17. The sensor system of claim 13, wherein the industrial fluid comprises air.

18. The sensor system of claim 13, wherein the industrial fluid comprises water.

19. The sensor system of claim 18, wherein the water comprises one of: industrial water, drinking water, natural water, and well water.

20. A sensor system for detection of an analyte in an industrial fluid in the presence of interferences, the sensor system comprising:

a transducer with at least two operationally independent outputs;

a sensing material compositions configured to provide different response patterns to an analyte in the industrial fluid in the presence of interferences; and

a signal processor configured to quantify the analyte in the industrial fluid in the presence of interferences.

21. The sensor system of claim 20, wherein the interferences comprise one of: biogenic odors and biogenic volatiles.
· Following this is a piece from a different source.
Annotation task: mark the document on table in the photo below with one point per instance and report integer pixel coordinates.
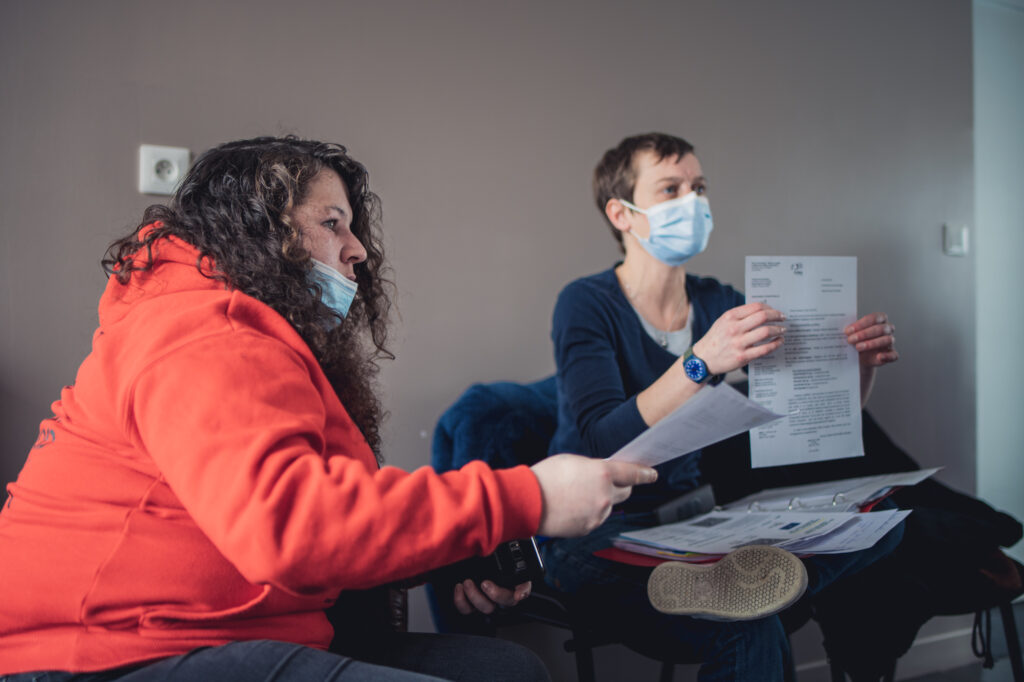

22. The sensor system of claim 20, wherein the analyte comprises a chemical species associated with a leak of the industrial fluid.

23. The sensor system of claim 20, wherein the industrial fluid comprises air.

24. The sensor system of claim 20, wherein the industrial fluid comprises water.

25. The sensor system of claim 24, wherein the water comprises one of: industrial water, drinking water, natural water, and well water.